Identity Column as Primary Key - primary-key

Could you please opine if having identity column as primary key is a good practise?
For ORM tools, having identity column on tables helps. But there are other side effects such as accidental duplicate insertion.
Thanks
Nayn

Yes, using a INT (or BIGINT) IDENTITY is very good practice for SQL Server.
SQL Server uses the primary key as its default clustering key, and the clustering key should always have these properties:
narrow
static
unique
ever-increasing
INT IDENTITY fits the bill perfectly!
For more background info, and especially some info why a GUID as your primary (and thus clustering key) is a bad idea, see Kimberly Tripp's excellent posts:
GUIDs as PRIMARY KEYs and/or the clustering key
The Clustered Index Debate Continues...
Ever-increasing clustering key - the Clustered Index Debate..........again!
If you have reasons to use a GUID as primary key (e.g. replication), then by all means make sure to have a INT IDENTITY as your clustering key on those tables!
Marc

IDENTITY keys are a good practice for server-side generated keys, in environments where you don't have replication or heavy data merging. The way they're implemented, they don't allow duplicates in the same table, so don't worry about that. They also have the advantage of minimizing fragmentation in tables that don't have lots of DELETEs.
GUIDs are the usual alternative. They have the advantage that you can create them at the web tier, without requiring a DB round-trip. However, they're larger than IDENTITIES, and they can cause extreme table fragmentation. Since they're (semi) random, inserts are spread through the entire table, rather than being focused in one page at the end.
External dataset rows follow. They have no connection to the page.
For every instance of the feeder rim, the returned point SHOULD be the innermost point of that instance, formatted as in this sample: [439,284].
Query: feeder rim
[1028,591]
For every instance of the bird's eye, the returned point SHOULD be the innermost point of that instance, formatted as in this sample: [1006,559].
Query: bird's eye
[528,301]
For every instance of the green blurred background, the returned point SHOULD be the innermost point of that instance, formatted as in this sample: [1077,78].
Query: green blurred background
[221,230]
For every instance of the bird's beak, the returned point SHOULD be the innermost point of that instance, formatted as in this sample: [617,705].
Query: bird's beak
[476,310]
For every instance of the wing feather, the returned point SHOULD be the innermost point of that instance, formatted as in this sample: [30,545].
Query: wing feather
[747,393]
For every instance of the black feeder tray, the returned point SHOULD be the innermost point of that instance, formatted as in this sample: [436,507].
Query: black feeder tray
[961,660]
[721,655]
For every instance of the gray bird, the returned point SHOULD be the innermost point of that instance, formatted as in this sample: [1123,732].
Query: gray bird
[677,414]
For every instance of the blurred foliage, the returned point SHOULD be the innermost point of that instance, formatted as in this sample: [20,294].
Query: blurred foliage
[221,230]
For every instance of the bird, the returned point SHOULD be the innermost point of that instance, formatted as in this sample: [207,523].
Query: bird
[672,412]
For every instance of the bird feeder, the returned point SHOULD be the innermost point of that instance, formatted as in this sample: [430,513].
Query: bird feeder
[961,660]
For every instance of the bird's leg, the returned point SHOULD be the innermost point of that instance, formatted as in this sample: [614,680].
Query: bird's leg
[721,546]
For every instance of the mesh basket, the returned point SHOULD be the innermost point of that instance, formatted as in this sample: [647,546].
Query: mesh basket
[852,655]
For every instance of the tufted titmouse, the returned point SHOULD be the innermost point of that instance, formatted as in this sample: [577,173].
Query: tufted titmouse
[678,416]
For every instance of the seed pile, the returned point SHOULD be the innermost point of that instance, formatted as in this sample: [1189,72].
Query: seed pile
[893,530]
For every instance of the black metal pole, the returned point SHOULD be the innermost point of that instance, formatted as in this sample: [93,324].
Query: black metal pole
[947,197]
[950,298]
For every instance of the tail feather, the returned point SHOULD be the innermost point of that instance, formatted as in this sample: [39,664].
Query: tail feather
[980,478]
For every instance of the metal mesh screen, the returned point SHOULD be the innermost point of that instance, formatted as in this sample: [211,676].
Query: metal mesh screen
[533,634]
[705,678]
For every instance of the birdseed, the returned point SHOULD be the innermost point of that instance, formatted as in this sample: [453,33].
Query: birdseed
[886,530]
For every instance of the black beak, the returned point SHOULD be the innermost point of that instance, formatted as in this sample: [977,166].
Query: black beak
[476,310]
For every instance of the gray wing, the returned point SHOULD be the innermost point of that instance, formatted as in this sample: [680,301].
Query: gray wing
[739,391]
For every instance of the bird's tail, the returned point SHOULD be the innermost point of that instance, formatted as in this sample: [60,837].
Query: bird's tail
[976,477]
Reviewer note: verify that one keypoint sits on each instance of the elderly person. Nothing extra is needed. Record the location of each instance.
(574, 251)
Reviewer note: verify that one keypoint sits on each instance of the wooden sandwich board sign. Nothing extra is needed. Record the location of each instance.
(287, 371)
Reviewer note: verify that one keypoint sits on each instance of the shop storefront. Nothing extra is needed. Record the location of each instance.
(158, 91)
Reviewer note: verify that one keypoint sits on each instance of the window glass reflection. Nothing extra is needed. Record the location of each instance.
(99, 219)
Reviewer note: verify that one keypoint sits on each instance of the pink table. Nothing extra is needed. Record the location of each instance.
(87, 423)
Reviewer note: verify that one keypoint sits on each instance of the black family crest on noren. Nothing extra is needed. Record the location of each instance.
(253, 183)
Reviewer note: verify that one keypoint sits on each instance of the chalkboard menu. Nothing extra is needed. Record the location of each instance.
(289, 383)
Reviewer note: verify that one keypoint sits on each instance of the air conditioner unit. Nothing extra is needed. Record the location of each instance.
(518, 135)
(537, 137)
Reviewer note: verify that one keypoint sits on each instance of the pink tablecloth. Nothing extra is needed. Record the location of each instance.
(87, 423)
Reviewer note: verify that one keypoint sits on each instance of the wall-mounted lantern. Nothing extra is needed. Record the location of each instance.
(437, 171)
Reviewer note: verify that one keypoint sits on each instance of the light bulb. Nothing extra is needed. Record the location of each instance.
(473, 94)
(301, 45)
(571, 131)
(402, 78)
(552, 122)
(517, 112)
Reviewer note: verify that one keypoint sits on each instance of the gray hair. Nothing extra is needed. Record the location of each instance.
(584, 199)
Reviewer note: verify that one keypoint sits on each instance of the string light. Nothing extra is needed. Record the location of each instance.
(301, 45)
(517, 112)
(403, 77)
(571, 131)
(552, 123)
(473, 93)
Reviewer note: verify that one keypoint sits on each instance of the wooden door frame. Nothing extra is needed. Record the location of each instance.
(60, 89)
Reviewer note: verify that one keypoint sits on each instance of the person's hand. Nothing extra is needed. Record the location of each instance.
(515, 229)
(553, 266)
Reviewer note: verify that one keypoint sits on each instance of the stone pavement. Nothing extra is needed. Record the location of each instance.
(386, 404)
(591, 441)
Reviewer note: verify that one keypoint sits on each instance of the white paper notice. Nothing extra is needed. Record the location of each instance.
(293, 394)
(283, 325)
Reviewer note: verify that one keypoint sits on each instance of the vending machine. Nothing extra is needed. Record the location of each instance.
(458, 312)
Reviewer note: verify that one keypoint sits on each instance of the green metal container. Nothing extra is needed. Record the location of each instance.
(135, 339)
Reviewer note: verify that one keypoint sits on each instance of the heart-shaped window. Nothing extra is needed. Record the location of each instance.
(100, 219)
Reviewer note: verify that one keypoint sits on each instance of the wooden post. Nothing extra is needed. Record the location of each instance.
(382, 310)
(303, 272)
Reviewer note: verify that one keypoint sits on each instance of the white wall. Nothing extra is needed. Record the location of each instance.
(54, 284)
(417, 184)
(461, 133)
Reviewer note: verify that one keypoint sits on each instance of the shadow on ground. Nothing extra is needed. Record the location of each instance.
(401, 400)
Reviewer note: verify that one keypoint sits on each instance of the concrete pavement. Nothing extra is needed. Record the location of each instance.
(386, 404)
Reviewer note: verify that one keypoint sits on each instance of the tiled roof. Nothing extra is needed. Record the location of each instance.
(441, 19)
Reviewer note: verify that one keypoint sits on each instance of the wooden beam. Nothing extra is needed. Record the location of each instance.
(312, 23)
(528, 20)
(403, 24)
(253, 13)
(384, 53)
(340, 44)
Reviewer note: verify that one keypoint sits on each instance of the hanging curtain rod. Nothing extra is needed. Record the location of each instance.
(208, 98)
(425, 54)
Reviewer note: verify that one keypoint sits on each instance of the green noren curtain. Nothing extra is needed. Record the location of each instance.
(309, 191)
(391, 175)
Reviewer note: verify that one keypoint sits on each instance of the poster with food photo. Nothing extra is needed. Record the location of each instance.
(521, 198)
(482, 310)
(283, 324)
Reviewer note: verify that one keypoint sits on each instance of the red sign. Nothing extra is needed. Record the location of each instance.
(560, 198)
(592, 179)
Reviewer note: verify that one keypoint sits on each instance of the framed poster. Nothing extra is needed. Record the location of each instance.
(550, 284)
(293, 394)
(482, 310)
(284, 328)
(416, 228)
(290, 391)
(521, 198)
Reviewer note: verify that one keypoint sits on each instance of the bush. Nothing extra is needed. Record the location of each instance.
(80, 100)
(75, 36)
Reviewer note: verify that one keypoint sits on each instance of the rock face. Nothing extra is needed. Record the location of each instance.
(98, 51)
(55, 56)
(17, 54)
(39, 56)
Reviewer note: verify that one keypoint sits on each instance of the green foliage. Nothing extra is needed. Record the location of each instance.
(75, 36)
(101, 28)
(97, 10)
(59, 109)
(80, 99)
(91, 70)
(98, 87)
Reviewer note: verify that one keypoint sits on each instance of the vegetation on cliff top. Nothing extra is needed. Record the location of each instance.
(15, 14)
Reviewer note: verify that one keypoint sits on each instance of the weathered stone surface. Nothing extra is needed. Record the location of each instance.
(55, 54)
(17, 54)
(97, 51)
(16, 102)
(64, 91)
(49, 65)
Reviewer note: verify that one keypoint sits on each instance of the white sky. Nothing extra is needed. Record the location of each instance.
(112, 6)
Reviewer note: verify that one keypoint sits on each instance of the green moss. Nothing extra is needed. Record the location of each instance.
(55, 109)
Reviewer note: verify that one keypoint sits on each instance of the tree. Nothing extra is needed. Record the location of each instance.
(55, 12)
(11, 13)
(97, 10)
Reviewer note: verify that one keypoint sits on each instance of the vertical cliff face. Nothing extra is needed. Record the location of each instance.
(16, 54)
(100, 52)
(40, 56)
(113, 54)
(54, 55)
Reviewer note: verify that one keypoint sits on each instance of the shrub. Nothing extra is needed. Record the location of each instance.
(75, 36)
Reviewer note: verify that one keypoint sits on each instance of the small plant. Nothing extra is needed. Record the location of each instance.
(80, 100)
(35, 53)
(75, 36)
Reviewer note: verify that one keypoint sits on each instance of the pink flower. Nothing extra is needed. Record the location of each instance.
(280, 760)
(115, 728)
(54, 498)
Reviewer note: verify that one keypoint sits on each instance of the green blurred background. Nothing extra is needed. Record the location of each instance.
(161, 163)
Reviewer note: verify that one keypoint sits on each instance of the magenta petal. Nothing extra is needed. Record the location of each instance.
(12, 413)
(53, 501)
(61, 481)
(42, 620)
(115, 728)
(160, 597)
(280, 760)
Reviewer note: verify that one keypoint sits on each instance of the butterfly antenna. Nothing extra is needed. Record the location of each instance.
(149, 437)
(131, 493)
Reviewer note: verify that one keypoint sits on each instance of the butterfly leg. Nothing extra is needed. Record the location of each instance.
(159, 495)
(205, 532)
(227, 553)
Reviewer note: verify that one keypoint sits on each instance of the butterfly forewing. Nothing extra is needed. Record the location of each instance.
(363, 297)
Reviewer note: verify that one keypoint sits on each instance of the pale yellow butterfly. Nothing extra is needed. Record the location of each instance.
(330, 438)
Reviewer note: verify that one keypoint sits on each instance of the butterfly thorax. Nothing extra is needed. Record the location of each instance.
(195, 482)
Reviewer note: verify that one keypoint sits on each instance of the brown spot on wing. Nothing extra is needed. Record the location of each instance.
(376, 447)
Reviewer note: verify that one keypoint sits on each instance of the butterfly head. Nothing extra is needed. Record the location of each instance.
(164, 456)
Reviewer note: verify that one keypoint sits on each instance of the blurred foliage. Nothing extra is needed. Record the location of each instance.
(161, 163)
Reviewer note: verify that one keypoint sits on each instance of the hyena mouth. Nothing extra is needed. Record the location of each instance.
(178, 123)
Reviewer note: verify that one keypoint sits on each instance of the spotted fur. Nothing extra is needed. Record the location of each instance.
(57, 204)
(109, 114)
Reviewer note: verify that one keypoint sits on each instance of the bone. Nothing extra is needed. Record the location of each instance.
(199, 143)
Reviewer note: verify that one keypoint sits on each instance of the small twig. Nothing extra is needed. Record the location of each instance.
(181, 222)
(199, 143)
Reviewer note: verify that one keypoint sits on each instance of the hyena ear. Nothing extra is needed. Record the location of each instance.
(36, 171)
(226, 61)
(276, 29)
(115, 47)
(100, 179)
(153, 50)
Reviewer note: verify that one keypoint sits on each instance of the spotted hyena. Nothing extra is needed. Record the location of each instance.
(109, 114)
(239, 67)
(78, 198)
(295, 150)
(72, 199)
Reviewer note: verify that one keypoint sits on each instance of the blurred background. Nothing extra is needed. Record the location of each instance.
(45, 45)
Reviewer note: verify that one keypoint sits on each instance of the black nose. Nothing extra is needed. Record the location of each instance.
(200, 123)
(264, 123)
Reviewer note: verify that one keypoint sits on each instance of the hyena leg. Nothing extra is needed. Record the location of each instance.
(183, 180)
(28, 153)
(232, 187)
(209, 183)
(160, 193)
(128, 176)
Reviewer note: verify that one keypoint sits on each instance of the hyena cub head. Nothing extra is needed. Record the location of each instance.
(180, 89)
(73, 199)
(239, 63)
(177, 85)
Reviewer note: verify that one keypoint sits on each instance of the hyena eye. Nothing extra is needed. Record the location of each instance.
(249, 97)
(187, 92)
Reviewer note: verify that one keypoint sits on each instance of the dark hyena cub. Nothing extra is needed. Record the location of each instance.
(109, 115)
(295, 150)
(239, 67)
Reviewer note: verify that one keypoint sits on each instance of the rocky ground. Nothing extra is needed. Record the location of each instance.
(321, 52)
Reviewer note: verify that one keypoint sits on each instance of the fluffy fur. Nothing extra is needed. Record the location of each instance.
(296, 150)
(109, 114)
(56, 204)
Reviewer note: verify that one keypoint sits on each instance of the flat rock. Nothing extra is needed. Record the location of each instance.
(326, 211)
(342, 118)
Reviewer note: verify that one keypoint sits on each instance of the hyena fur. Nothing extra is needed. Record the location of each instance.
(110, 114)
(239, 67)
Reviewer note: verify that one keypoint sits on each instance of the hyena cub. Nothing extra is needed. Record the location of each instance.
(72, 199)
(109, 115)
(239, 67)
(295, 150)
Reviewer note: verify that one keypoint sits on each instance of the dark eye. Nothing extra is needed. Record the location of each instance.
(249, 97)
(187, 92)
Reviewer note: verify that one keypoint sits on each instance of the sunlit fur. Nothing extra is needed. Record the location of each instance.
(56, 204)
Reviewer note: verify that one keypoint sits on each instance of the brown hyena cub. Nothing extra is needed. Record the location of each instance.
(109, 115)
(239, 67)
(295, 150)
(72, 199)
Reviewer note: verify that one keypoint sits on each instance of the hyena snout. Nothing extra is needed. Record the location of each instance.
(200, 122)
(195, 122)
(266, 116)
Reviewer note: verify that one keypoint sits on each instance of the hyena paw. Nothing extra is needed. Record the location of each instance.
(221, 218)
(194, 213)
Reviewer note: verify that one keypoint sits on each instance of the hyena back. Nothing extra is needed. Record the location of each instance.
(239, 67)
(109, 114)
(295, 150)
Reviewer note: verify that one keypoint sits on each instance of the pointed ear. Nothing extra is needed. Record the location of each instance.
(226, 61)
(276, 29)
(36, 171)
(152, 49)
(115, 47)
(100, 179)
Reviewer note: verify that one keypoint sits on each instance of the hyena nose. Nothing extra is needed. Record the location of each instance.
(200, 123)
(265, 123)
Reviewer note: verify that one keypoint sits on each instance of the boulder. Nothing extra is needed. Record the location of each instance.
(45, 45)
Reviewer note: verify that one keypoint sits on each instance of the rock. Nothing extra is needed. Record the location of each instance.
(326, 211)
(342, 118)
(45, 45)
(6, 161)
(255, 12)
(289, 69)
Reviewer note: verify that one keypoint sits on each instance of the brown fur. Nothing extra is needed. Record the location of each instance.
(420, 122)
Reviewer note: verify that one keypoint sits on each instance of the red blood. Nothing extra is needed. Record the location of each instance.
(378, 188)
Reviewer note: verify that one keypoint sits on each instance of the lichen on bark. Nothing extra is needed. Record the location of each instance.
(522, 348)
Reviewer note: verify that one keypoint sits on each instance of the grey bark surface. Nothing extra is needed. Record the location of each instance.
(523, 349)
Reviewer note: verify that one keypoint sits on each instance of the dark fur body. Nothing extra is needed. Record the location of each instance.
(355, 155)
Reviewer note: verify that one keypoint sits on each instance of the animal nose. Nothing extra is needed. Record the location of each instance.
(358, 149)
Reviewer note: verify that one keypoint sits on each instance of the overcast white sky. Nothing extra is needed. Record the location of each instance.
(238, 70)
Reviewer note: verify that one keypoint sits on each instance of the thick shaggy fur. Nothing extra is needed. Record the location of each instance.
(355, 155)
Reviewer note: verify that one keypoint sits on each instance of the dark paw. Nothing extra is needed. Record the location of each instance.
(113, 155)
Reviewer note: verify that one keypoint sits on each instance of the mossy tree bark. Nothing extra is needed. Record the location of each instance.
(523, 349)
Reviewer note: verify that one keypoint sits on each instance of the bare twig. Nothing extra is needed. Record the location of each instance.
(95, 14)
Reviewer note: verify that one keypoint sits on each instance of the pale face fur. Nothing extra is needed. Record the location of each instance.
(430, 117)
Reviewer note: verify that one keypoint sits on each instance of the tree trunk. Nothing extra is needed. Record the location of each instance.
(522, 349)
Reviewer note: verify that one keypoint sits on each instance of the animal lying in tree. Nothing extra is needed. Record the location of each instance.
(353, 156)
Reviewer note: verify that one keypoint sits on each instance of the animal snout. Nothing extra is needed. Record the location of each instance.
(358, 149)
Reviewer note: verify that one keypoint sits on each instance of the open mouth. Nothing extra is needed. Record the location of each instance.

I use a Guid because it really helps when I am dealing with distributed applications. Especially when all the distributed instances also need to create new data.
Nevertheless, I don't see any problems with autoincrement integer primary keys in simple situations. I would prefer them actually because it is easier to work directly with SQL queries because it is easier to remember.

Related

Surrogate vs Natural Primary Keys, *SPECIFICALLY* in a Data Warehouse. Is this debated?

Are Surrogate vs Natural Primary Keys generally debated in the world of data warehouses? To be clear - the natural keys would be there regardless. And by surrogate keys, I mean keys that don't exist in the source system, but are created as part of the ETL of the datawarehouse.
Is it debated whether to rely on the source systems natural keys as primary keys, or to assign surrogate keys as part of ETL?
My (limited) understanding has always been that in operational systems - it could go either way depending on the situation/person, but that in a data warehouse setting - surrogate keys were the non-debated norm for the primary keys.
Accurate, or is it more debated than that?
Natural keys are virtually essential for almost any practical data warehouse solution (business key or domain key is really a much better term than natural key). The question is whether and when to use surrogate keys as well as, not instead of some other key. Managing surrogate keys can add a lot of complexity and some significant overhead so the best answer is "it depends...".
If your warehouse is based on a distributed write-once technology like HDFS, then surrogates would probably make no sense. If you are using some historical data capture mechanism like Microsoft's temporal tables or Oracle's flashback then you'll probably find no need for surrogates. If you are taking a temporal modelling approach based on 5NF or 6NF then you usually won't need surrogates either but you might want to use them for certain tables.
If you are following a template like Data Vault or Kimball's methods then maybe you'll want to use surrogates because that's what it says in somebody's book.

Using GUIDs for Custom Tables?

As far as I know, SAP CRM and HANA both utilise GUIDs to uniquely identify records instead of using classic incremented integers. Are there best practices or clear guidelines that cover their use?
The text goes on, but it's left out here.